But when you interviewed for this plumbing job, were you asked to explain in detail Bernoulli's principle of fluid dynamics? I think the author's point is ridiculous academically heavy interviews when the actual job is boring ass CRUD.
> Let’s go back to the plumbing example. Imagine you owned a small restaurant with one bathroom and 10 employees. You get a few hundred customers per week and maybe 10% of them use your bathroom. Obviously, you’ve got to have a working bathroom, but does it need to be anything fancier or more advanced than your home toilet? Do you need 10 stalls, motion-activated faucets, Dyson hand dryers, and marble counters? Probably not, unless you’re just trying to project some facade of success.
This gave me the impression he hasn't really thought through what he is saying.
> Just as a good small business owner should hire a humble plumber who knows the standard tools required for small bathrooms, and will pay him market rate, a good engineering manager should hire humble team players who use industry-standard tools to build reliable software, and pay them market rate.
This furthered my sense he hadn't thought through what he was saying.
> Part of the problem is that we over-engineer the software we work on. I am guilty of this as well.
I have no idea what he's getting at here.
> “Oh, so you’re building an app? Does it use AI? Blockchain? ? Take my money and do it!"
Unfortunately investors these days love to hear that. Devs who bring these skills are most definitely adding value, even if the author deems it largely superficial.
> Finally, don’t get comfortable. This isn’t a popular opinion among software engineers, but I believe that many in the field are overpaid relative to the difficulty of the work they do. Sometimes it’s because they are the only people who know some obscure corner of their field, sometimes it’s because their company’s gatekeepers are preventing full access to the talent market, and sometimes it’s because other engineers insisted they overbuild things such that junior devs will take a long time to understand it.
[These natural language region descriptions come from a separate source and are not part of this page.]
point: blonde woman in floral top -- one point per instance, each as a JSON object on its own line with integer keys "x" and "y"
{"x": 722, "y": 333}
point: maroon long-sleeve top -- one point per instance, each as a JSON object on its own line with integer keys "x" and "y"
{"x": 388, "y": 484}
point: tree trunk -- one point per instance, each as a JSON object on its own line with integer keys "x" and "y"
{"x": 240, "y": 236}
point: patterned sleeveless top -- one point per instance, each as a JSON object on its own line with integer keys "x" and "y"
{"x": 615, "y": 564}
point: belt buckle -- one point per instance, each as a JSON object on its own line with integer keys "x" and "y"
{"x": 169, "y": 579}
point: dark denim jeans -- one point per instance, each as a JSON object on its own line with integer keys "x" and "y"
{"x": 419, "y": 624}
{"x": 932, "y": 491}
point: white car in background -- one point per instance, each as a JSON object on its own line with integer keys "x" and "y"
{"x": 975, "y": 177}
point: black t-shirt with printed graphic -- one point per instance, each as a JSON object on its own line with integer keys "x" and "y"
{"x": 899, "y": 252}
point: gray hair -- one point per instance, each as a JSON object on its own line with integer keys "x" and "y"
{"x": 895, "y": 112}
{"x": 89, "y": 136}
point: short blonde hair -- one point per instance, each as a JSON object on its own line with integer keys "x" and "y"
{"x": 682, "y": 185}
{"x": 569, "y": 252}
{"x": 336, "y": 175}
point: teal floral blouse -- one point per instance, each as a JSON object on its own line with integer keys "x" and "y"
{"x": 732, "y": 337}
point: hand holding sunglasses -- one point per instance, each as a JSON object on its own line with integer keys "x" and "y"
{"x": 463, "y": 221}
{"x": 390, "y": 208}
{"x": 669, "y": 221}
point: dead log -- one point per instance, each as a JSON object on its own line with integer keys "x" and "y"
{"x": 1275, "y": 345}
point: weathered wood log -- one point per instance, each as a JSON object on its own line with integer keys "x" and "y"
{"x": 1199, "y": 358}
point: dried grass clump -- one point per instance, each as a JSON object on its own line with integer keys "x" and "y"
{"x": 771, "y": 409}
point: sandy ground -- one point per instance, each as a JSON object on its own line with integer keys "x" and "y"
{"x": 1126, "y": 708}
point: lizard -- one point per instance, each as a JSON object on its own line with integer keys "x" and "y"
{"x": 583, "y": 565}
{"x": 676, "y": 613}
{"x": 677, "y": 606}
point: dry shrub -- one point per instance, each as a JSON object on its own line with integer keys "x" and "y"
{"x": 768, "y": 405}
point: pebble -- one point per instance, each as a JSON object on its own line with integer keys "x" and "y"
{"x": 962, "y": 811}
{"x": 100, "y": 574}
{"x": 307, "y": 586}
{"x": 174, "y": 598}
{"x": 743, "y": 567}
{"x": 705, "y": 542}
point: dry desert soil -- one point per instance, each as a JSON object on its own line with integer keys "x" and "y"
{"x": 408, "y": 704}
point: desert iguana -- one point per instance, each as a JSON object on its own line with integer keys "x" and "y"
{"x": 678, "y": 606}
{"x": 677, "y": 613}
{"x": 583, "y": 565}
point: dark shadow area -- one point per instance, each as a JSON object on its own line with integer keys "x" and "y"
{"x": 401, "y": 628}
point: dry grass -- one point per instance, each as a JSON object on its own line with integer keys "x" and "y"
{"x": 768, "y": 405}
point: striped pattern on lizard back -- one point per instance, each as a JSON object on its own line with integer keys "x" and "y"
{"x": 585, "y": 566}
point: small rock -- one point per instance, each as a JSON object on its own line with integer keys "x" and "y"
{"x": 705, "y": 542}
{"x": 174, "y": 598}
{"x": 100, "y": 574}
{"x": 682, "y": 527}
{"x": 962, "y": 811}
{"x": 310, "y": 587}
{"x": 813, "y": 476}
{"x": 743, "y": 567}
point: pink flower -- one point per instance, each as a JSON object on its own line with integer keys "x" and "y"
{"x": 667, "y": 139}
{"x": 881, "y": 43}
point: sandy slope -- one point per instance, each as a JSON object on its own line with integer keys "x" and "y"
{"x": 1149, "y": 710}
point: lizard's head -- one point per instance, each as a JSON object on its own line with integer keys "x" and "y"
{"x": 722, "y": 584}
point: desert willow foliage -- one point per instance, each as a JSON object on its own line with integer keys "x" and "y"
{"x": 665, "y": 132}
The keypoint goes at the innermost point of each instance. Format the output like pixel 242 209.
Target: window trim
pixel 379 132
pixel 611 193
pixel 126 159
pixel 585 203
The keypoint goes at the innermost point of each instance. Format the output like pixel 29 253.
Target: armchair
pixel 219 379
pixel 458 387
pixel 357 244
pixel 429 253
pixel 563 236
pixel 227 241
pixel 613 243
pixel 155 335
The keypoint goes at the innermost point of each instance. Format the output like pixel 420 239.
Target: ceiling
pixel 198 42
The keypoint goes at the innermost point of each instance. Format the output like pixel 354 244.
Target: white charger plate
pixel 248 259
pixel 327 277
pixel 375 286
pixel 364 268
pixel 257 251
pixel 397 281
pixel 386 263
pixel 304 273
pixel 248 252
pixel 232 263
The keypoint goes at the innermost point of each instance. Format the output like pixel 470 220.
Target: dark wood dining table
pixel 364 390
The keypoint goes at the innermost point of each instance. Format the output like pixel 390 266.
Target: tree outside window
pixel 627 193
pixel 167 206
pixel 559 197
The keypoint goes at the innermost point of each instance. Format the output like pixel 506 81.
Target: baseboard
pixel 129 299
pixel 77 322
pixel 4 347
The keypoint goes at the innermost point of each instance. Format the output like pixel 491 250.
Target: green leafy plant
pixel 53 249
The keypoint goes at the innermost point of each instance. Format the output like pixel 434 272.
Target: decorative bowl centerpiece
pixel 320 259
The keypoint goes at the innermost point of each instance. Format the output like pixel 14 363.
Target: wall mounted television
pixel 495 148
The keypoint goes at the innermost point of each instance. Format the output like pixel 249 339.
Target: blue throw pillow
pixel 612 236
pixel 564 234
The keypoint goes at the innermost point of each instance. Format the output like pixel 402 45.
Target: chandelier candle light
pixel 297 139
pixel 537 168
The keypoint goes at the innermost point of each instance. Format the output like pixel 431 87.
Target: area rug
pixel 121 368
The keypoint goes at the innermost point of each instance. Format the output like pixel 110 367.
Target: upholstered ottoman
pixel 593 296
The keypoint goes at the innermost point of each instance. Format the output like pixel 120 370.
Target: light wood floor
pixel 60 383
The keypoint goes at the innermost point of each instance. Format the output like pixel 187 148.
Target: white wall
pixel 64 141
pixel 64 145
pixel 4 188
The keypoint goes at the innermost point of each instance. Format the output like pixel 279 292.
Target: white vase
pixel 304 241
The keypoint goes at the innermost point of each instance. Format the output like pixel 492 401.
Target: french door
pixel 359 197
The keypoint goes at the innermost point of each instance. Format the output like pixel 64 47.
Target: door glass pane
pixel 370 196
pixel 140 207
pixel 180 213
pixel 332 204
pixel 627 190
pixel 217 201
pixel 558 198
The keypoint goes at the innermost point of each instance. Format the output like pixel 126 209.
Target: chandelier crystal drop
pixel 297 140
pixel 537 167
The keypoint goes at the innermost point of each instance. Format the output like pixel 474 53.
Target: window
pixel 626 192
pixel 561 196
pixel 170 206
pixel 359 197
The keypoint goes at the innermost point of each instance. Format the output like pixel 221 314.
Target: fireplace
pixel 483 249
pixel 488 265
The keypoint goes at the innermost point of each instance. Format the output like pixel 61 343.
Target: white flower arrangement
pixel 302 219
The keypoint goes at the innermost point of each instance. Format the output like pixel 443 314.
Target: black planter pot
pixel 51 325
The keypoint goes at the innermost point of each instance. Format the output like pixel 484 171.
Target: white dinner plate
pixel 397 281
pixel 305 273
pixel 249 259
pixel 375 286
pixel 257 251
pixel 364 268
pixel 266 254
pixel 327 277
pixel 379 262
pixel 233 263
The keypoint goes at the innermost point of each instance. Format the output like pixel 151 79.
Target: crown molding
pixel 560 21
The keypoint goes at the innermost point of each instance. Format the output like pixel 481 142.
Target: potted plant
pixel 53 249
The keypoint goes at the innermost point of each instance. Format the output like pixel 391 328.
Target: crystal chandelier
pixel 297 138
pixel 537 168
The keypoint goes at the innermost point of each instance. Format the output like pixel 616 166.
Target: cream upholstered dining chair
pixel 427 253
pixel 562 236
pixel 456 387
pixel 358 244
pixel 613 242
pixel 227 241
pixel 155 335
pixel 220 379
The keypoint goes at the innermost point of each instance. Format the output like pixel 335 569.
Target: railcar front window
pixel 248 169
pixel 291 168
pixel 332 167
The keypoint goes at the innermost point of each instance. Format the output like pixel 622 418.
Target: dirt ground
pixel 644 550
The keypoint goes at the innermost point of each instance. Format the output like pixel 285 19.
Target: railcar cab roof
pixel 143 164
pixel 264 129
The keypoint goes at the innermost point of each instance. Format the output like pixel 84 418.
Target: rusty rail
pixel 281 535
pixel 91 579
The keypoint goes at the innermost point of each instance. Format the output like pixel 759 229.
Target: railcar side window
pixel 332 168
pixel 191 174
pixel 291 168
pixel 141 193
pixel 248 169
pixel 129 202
Should plumbers not get comfortable too? At this point I think the author forgot what he was writing about.
I'm not trying to be mean. I was just trying to add value to an analogy I had trouble distilling value from. I am speaking from frustration at seeing comparison here and there lately in developer communities.
To answer your question, I've never been asked in detail about complex algorithms for either plumbing or software work. Maybe I've been lucky or maybe I just exude an unnatural amount of competence (I'm guessing it's the former, I have resting dumb face).
Anyway, I don't think gauging someone's level of understanding is unheard of in the plumbing world. It probably depends if you're going for a junior or senior plumbing position.
Yes I agree with what you are saying looking strictly at my own experience as a candidate and as a hiring manager.
There's nothing wrong to get slowly to the point where you can ask candidates about complex algos, it just allows you to see how far one candidate can go.
The new trands are not supported only buy young people that jump from trand to trand. That was a terrible thought, maybe showing some frustrations?...
But I have to agree with the author, many times we have the tendency to overcomplicate a solution for the problem at hand. To keep it simple and stupid and smart it is close to an art. Especially when there pressure to get things done quickly and you havd to keep on improving an existing solution.
Lots of levels touched by the ideas in this article.